HRQoL stable in glioblastoma patients after escalation 5-fraction stereotactic radiosurgery
Health-related quality of life (HRQoL) remains constant in glioblastoma patients who underwent the prospective dose escalation trial of 5-fraction stereotactic radiosurgery with concurrent and adjuvant temozolomide, a new study shows.
The HRQoL of 30 trial participants (median age 66 years; 50 percent male) was assessed using the QoL questionnaire core-30 (QLQ-C30) and QoL questionnaire-brain cancer specific (QLQ-BN20) modules of the European Organization for Research and Treatment of Cancer, and the M.D. Anderson Symptom Inventory-Brain Tumour (MDAST-BT) questionnaire.

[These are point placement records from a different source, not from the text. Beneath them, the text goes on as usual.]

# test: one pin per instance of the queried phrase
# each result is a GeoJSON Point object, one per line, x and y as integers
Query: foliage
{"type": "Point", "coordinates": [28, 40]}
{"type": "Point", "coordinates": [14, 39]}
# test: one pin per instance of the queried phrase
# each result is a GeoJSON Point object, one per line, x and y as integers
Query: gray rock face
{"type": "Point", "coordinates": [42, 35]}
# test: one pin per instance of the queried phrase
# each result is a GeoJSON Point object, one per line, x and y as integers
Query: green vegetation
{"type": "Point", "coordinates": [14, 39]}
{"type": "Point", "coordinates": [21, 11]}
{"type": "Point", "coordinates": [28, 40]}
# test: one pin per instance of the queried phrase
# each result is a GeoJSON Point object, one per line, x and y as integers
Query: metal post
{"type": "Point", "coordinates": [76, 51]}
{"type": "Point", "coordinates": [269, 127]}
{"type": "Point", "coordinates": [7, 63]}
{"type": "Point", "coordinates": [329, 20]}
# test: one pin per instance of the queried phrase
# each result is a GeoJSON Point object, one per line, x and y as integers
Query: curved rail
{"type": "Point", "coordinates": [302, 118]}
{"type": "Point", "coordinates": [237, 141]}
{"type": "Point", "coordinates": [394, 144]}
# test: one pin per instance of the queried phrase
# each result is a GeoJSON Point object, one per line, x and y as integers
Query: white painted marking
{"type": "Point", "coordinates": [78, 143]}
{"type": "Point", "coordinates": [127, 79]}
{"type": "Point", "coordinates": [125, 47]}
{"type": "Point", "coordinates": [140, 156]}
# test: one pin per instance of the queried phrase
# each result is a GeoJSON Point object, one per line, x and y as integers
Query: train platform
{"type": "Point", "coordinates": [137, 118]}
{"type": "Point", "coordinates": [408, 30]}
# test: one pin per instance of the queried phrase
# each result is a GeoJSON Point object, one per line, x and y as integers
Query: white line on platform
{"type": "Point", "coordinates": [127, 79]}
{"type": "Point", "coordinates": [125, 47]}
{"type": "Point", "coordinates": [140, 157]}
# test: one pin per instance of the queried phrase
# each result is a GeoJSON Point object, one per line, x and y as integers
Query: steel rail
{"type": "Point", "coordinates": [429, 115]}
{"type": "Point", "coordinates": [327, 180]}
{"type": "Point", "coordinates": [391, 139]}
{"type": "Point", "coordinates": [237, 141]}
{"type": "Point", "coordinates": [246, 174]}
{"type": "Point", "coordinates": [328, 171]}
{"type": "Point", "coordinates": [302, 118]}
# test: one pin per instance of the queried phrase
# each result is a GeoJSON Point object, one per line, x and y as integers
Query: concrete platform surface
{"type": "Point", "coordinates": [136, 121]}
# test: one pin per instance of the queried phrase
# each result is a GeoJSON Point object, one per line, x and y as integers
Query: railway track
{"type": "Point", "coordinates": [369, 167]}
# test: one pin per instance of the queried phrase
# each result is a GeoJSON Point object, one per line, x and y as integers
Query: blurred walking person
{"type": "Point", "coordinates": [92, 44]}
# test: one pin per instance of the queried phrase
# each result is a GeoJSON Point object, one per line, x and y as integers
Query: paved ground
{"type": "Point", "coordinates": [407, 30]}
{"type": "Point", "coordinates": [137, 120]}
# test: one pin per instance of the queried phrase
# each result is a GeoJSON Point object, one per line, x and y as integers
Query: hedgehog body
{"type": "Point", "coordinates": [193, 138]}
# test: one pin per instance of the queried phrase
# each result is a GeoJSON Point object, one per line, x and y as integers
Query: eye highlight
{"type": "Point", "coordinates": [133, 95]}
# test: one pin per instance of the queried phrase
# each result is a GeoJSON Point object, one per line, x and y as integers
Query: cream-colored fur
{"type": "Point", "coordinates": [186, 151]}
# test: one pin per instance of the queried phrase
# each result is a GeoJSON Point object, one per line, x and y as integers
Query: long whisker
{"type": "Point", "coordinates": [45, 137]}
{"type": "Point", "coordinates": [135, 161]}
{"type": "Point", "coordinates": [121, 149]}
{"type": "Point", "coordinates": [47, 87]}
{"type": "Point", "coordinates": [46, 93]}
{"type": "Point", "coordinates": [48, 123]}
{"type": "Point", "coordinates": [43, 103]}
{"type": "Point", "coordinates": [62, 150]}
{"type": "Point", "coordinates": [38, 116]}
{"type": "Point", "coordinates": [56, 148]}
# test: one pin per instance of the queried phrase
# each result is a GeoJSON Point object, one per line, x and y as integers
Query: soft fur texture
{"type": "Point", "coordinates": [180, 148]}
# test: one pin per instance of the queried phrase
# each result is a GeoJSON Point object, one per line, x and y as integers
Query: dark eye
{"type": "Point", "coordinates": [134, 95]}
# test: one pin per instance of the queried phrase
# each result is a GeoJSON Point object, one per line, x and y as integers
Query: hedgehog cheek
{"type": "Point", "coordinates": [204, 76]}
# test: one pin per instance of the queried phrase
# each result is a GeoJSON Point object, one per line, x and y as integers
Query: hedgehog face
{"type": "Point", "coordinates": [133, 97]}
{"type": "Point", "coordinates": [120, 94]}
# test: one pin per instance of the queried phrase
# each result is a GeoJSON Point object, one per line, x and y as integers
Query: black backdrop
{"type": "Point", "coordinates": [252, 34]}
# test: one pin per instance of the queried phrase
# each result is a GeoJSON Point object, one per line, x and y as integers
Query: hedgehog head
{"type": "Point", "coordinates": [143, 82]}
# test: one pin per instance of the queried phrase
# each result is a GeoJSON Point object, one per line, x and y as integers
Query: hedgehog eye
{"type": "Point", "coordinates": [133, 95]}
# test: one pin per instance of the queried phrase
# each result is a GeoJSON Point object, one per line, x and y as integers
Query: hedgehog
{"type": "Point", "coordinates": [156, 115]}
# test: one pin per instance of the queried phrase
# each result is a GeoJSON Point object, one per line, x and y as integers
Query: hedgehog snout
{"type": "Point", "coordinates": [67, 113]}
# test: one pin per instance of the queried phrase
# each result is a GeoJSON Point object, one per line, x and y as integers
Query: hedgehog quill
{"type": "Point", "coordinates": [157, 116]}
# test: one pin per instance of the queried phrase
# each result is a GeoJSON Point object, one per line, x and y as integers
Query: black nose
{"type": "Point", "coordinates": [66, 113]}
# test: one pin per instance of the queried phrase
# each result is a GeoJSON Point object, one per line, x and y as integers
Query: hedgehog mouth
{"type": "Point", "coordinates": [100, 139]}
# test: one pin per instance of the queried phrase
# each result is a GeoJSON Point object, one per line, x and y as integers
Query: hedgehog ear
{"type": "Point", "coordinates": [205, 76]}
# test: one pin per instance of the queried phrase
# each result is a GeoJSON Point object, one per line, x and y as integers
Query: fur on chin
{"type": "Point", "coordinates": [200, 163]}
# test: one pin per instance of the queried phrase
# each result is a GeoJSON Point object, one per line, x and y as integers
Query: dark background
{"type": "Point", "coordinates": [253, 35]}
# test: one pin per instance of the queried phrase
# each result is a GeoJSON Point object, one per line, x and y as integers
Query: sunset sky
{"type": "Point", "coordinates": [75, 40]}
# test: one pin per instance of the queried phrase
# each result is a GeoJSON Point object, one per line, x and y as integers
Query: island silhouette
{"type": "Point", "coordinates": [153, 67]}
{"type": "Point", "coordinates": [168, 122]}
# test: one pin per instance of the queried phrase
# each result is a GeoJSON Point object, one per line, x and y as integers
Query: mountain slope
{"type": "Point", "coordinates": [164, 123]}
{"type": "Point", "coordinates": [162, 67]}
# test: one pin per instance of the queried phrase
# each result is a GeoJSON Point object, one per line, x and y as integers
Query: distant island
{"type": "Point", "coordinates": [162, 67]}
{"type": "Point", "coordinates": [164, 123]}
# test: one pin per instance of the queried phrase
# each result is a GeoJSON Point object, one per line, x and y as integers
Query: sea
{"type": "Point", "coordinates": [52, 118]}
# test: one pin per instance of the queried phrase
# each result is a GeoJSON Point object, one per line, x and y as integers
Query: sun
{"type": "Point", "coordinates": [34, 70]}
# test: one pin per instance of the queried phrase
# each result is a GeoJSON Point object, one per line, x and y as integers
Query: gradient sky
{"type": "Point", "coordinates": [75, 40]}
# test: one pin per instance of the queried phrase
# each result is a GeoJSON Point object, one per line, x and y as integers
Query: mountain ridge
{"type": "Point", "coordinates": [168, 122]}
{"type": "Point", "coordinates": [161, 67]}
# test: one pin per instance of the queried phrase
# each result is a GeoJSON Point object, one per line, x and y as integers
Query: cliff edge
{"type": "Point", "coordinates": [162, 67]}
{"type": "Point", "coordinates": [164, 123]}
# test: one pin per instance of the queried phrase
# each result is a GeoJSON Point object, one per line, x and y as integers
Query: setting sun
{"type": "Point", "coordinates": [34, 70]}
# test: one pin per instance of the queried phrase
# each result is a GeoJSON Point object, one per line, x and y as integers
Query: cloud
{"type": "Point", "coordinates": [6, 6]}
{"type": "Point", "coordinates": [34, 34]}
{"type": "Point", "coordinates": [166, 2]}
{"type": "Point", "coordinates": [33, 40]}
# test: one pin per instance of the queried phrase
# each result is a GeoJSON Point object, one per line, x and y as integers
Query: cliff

The investigators found a significant reduction of 1.72 points per month from baseline in the communication deficit scale (p=0.008). The false discovery rate was calculated to be 7 percent which indicates that the result was true discovery.
Over a median follow-up of 13.5 months, 26 participants experienced disease progression yielding a 12-month cumulative incidence of 64 percent. Disease progression was significantly associated with communication deficit (p=0.01).
In contrast, there were no significant changes from baseline in terms of global QoL, physical, social and emotional functioning, motor dysfunction, future uncertainty, insomnia and fatigue.
The 12-month cumulative incidence of adverse radiation effects (AREs) was 28 percent (n=8), of which 75 percent (n=6) were symptomatic. AREs were not significantly associated with any of the measures of HRQoL.
Aside from communication deficits, HRQoL was stable in five long-term survivors with a median follow-up of 34.7 months.
All study participants had supratentorial glioblastoma and were treated with increasing doses of hypofractionated stereotactic radiosurgery. Four radiation doses were used: 25, 30, 35 and 40 Gy.